Gravity batteries store energy using gravity. They are often used to store energy from renewable sources such as solar and wind energy. For example, a gravity battery might use solar energy to pump water uphill on a sunny day, and then, on a cloudy day, let the water flow down (using gravity) and generate power from it hydroelectrically.
The biggest problem with renewable energy is that when sunlight or wind disappears, so does the energy. You need batteries to store the extra energy for those times, but not all “batteries” have to be chemical: just use gravity!
The curse of abundance
Suppose you have not kept pace with the advancement of renewable energy solutions such as solar energy. In this case, you might think that the main challenge is getting enough power from solar and wind power, but often the other way around.
When your renewable energy source generates more energy than you need, you either have to use it or lose it. This is why grid-tied solar home installations can put power back into the grid, and you can even get paid for it!
Off-grid home solar installations use battery arrays to store excess energy so that it can be used at night or when it’s cloudy. Deep-cycle lead-acid batteries are popular for this use, but lithium-based solutions like the Tesla Power Wall are a better solution these days.
Whether it’s lead acid or lithium, these batteries store energy using an electrochemical process, but what if you could store and release energy without the need for an electrolyte?

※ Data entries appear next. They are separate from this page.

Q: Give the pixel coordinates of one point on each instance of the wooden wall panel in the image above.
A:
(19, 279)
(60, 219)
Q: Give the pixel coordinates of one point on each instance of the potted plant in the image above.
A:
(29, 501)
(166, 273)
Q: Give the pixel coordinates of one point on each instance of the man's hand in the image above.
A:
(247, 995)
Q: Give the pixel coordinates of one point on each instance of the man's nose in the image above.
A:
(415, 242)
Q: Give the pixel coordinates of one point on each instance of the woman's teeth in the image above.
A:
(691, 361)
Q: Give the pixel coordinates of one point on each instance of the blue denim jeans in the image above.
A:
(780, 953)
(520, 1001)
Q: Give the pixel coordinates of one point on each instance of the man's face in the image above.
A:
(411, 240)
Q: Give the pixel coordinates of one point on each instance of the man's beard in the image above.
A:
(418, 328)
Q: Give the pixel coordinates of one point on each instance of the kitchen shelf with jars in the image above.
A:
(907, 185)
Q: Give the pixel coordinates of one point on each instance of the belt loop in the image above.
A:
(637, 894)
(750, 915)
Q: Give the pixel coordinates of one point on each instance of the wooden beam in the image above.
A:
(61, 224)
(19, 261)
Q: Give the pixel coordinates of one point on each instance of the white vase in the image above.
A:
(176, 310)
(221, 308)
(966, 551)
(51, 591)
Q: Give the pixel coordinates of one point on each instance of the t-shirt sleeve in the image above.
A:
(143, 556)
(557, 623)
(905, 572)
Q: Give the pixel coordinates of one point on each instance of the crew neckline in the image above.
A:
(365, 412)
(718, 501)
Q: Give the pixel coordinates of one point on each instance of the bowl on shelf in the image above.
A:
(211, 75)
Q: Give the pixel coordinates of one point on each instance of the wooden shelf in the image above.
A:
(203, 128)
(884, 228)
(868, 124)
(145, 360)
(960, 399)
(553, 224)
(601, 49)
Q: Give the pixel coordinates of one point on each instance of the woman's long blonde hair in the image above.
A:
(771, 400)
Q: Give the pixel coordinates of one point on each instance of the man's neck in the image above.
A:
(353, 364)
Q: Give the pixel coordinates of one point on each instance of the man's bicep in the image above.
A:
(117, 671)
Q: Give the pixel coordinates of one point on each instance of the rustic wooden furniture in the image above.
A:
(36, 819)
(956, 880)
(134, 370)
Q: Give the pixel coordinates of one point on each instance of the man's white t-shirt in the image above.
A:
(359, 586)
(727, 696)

Gravity batteries have potential (energy)
This is where the idea of a gravity battery comes in. Gravity is that force that keeps us firmly on the ground. That is why “what flies up must come down.” Overcoming gravity requires a huge amount of energy. You need a chemical rocket the size of a building to launch a relatively small spacecraft with a few astronauts on board into orbit.
When you lift something on a table, the calories you burn to lift it are converted into potential energy now stored in that body. If your cat hits that object off the table later, that potential energy will be released when the object falls back to the ground.
A gravity battery converts this potential energy into electricity, but there are many different ways to convert potential energy into electrical energy.
Different types of gravity batteries
The most common example of a gravity battery today is also one already in common use. Energy companies pump water into elevated reservoirs to store energy. Later, when they want to access this energy, the water is released and flows into another tank, flowing through a hydroelectric turbine before getting there. These water pump turbine systems work well, but there are only so many places you can build them, not to mention that they don’t actually shrink in a useful way.
There are companies like Gravitricity that build large gravity batteries that can be installed anywhere, unlike water tank solutions. Their display platform uses two 25-tonne weights in a 15-meter (49.21-foot) platform to supply 250 kilowatts of power. The company claims that its technology can reach 20 megawatts and that the design life of its systems is up to 50 years.
The advantage of these systems is that you can produce a lot of energy in a short time or small amounts over long periods. It’s also a great way to ensure you have power if your renewables are experiencing a transient drop since it takes less than 1 second to reach full power output. Most importantly, it works cheaper in the long run than lithium battery formulations that provide similar performance, so it caught the attention of renewable energy producers!
On a small scale, there are products like Gravity Light (now defunct) where weightlifting provides about 20 minutes of light and eliminates the need for dangerous kerosene lighting.
Gravity batteries are potentially a key component of a practical and sustainable renewable energy grid due to their simplicity and potential longevity.